O Estado também deverá demonstrar, a cada seis meses, a redução de pelo menos um terço da fila e não poderá estabelecer prazo limite para o tratamento sem que exista uma justificativa técnica.

Outra determinação é a criação, em até seis meses, de um sistema específico para acompanhar a fila.

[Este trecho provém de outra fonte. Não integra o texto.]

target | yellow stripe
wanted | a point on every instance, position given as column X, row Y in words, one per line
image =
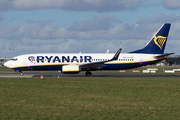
column 133, row 62
column 84, row 63
column 117, row 53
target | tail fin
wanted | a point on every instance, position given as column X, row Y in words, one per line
column 157, row 44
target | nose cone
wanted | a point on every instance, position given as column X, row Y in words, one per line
column 7, row 64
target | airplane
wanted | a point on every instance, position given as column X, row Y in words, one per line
column 72, row 63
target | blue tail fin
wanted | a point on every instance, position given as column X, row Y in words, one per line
column 157, row 44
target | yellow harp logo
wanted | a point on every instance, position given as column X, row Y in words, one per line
column 159, row 41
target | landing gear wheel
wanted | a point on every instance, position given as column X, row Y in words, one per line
column 21, row 74
column 88, row 73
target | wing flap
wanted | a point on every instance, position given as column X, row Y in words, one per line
column 163, row 55
column 100, row 63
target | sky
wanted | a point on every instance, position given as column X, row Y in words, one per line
column 87, row 26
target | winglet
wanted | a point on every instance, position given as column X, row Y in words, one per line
column 117, row 54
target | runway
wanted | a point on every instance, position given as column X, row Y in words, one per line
column 82, row 74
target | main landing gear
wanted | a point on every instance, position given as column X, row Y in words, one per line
column 88, row 73
column 21, row 73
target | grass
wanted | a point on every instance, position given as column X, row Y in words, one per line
column 160, row 69
column 90, row 98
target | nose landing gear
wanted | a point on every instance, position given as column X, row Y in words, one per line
column 88, row 73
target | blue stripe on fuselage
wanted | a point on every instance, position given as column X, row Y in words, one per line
column 114, row 66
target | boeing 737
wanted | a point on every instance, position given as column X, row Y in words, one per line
column 73, row 63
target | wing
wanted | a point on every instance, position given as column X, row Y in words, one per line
column 100, row 63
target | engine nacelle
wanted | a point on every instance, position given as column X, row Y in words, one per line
column 70, row 69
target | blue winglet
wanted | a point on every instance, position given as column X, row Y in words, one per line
column 117, row 54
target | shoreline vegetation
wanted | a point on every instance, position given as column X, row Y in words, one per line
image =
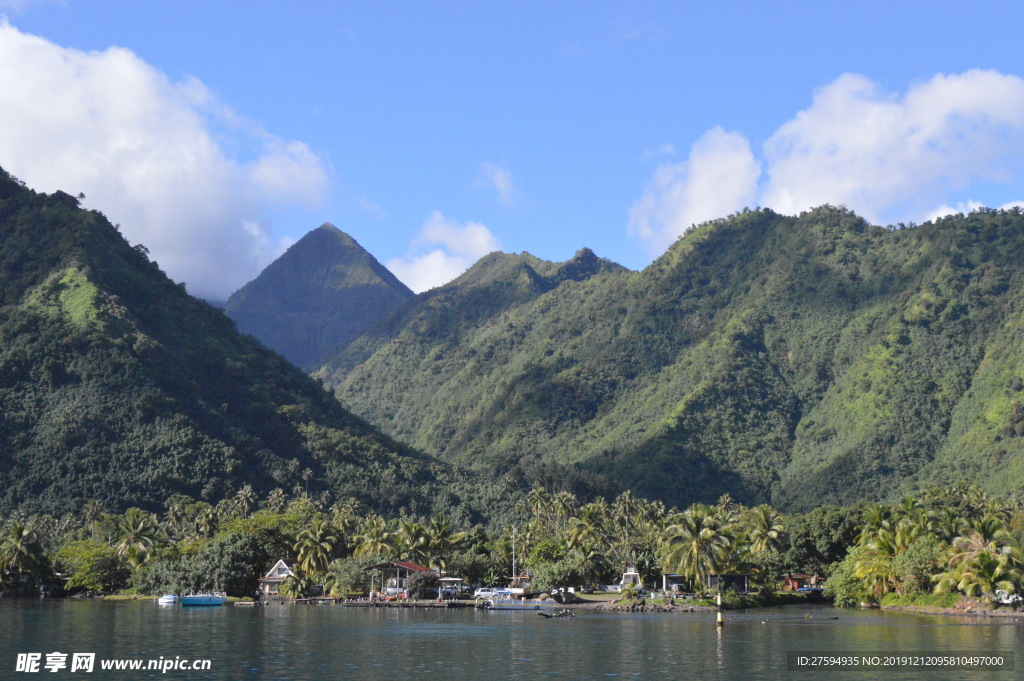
column 931, row 550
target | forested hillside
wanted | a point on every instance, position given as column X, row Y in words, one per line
column 321, row 294
column 118, row 386
column 798, row 359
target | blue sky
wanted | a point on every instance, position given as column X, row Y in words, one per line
column 217, row 133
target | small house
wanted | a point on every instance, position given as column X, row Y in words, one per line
column 395, row 575
column 799, row 582
column 270, row 584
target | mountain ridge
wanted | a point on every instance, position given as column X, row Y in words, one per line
column 800, row 359
column 320, row 294
column 117, row 385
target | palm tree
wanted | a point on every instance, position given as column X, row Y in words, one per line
column 296, row 586
column 563, row 505
column 765, row 528
column 981, row 575
column 92, row 513
column 20, row 553
column 441, row 540
column 411, row 541
column 539, row 501
column 314, row 547
column 138, row 529
column 245, row 500
column 374, row 538
column 276, row 500
column 695, row 545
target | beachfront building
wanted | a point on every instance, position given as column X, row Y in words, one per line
column 395, row 573
column 270, row 584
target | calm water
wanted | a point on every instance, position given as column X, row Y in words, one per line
column 329, row 642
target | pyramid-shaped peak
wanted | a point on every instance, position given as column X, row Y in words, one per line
column 320, row 294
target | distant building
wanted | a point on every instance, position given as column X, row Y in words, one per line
column 798, row 582
column 270, row 585
column 396, row 572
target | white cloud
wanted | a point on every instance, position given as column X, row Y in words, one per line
column 150, row 153
column 889, row 157
column 496, row 177
column 442, row 250
column 967, row 207
column 720, row 175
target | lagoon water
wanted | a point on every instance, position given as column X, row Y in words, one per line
column 322, row 643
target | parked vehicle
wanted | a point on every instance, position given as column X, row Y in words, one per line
column 1007, row 598
column 485, row 592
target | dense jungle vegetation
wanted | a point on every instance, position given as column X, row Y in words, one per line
column 322, row 293
column 793, row 360
column 950, row 541
column 118, row 386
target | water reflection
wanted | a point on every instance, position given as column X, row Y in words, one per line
column 321, row 643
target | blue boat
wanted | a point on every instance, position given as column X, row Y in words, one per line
column 203, row 599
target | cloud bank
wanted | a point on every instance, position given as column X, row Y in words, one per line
column 151, row 153
column 499, row 179
column 889, row 157
column 442, row 250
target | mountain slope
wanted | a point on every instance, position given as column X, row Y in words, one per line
column 115, row 384
column 322, row 293
column 797, row 359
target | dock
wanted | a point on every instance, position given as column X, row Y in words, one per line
column 383, row 603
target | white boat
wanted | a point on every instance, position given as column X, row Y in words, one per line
column 509, row 602
column 204, row 599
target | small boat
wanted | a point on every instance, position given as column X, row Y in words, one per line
column 509, row 603
column 204, row 599
column 560, row 613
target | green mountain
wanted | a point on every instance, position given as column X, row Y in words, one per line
column 117, row 385
column 794, row 359
column 321, row 294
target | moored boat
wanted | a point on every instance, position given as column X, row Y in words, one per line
column 204, row 599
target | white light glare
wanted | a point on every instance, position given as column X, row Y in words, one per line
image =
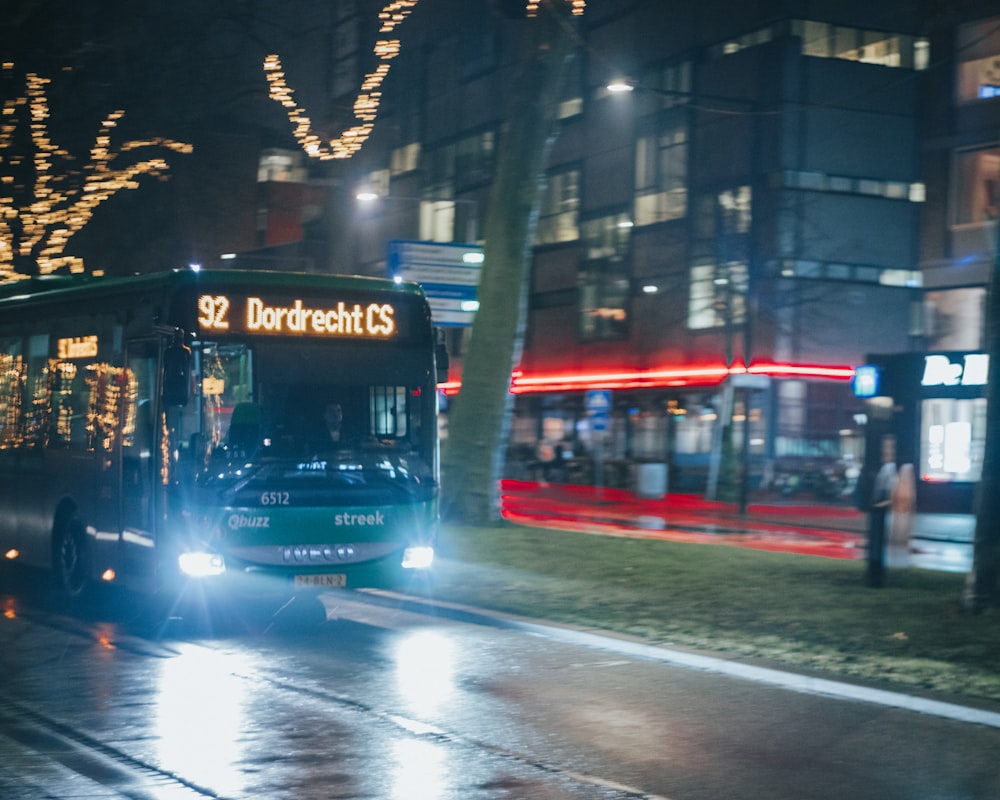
column 418, row 557
column 201, row 565
column 620, row 86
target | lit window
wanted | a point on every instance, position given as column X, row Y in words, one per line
column 979, row 71
column 977, row 186
column 558, row 219
column 661, row 175
column 603, row 278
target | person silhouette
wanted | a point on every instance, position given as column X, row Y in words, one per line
column 333, row 418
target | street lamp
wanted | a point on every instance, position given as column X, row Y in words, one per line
column 368, row 196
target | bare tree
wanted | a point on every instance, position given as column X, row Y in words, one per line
column 982, row 589
column 47, row 195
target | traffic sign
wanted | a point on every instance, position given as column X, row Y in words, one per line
column 448, row 272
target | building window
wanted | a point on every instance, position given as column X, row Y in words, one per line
column 405, row 159
column 559, row 212
column 823, row 40
column 978, row 49
column 977, row 186
column 720, row 276
column 661, row 173
column 474, row 160
column 571, row 99
column 603, row 277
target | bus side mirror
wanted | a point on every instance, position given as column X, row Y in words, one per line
column 441, row 358
column 177, row 375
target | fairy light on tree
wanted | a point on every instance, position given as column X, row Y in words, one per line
column 47, row 197
column 477, row 421
column 369, row 98
column 366, row 104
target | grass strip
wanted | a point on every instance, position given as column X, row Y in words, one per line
column 798, row 611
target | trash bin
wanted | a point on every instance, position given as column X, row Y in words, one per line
column 651, row 480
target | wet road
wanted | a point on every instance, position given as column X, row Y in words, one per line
column 362, row 699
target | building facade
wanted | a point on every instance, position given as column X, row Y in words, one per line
column 741, row 202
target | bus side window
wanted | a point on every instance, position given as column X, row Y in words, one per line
column 244, row 428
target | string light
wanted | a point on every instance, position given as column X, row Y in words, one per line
column 62, row 201
column 369, row 97
column 577, row 7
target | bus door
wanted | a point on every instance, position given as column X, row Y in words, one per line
column 140, row 467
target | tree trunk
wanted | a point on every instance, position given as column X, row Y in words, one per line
column 982, row 588
column 480, row 417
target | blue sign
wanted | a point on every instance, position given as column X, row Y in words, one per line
column 447, row 272
column 866, row 381
column 597, row 403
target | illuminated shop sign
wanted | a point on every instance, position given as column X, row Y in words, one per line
column 77, row 347
column 256, row 315
column 969, row 370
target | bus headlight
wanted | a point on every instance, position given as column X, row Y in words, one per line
column 418, row 557
column 201, row 565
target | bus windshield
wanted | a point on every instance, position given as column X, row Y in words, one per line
column 306, row 403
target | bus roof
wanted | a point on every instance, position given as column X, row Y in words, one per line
column 63, row 287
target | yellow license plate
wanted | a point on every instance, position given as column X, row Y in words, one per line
column 326, row 581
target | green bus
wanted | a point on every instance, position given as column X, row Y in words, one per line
column 248, row 431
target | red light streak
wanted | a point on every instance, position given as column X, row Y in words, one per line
column 709, row 375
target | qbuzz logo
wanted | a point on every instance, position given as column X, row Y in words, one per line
column 239, row 521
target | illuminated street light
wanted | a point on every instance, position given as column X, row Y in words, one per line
column 620, row 86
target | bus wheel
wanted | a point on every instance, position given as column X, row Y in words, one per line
column 70, row 555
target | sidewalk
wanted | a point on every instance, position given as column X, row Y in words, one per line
column 793, row 526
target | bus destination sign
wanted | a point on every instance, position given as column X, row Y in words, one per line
column 221, row 313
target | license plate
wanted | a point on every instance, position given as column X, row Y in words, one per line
column 326, row 581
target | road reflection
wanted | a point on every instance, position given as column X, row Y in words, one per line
column 425, row 670
column 420, row 772
column 200, row 711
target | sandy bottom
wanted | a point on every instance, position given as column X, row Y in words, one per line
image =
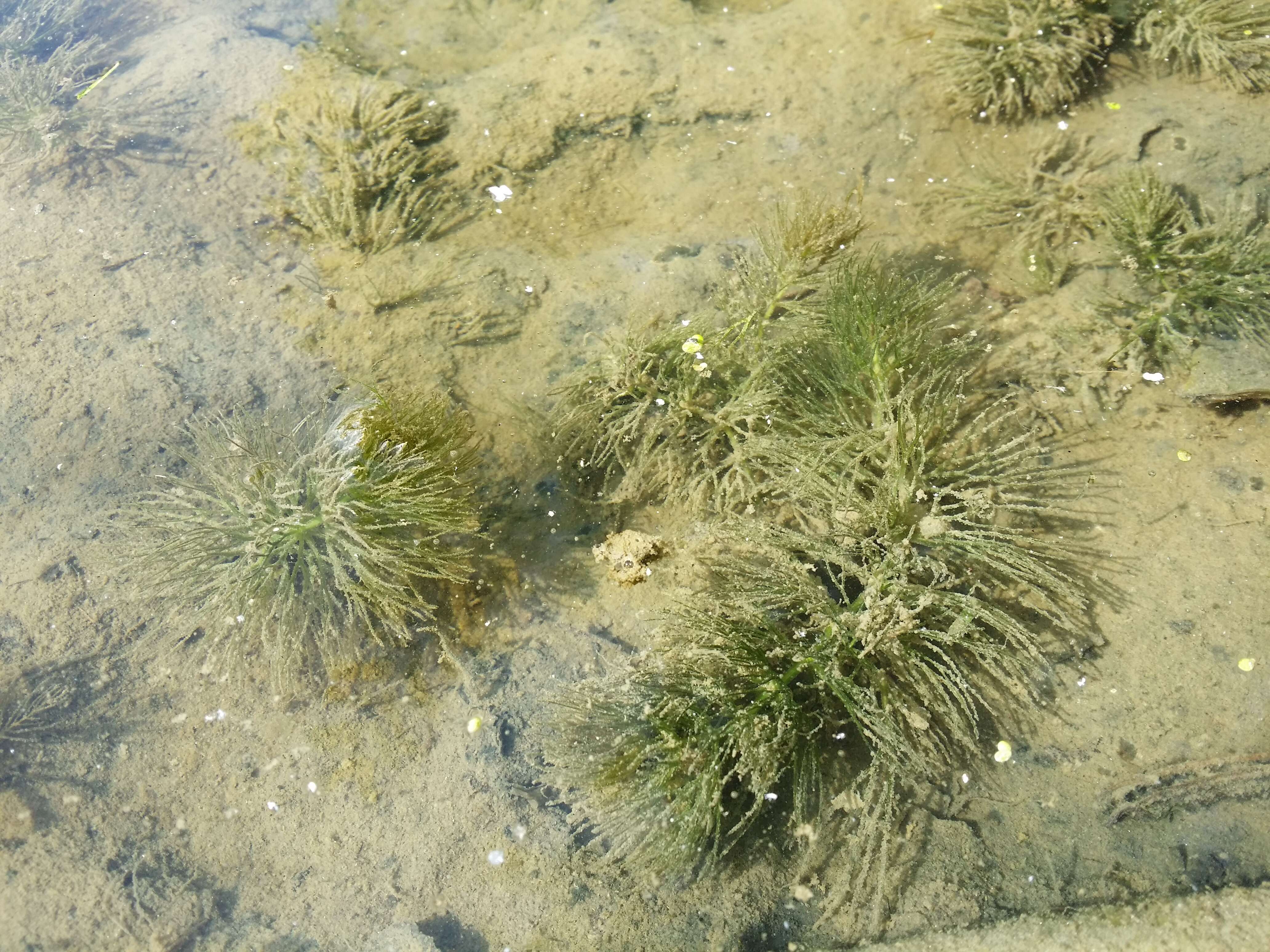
column 177, row 810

A ferramenta deverá permitir a divulgação de informações como quantidade de pacientes à espera, tempo médio para atendimento, procedimentos realizados e número de altas.

A medida foi tomada em uma ação civil pública apresentada pelo Ministério Público de São Paulo (MPSP), após uma investigação da 1ª Promotoria de Justiça de Presidente Prudente identificar dificuldades no acesso ao atendimento especializado.

De acordo com o Ministério Público, apenas um centro especializado em reabilitação, localizado em Presidente Prudente, atende atualmente pacientes com TEA de 46 municípios da área de abrangência do Departamento Regional de Saúde (DRS).

A unidade, segundo o MPSP, já trabalha acima da capacidade prevista em contrato e possui pacientes aguardando atendimento desde 2022.

O levantamento apontou ainda uma grande demanda por sessões de psicologia, fonoaudiologia, terapia ocupacional e fisioterapia, além da necessidade de ampliar o número de profissionais disponíveis para atender os pacientes que permanecem na fila.

Na decisão, o juiz Henrique Ramos Sorgi Macedo considerou que o problema ultrapassa casos individuais e representa uma falha estrutural na prestação do serviço público de saúde.

O magistrado também destacou que a demora para iniciar intervenções especializadas pode comprometer o desenvolvimento das crianças e adolescentes com TEA, reforçando a necessidade de medidas imediatas para ampliar o acesso ao tratamento.

A decisão obriga o Estado a apresentar resultados periódicos e adotar medidas concretas para enfrentar a demanda acumulada na região.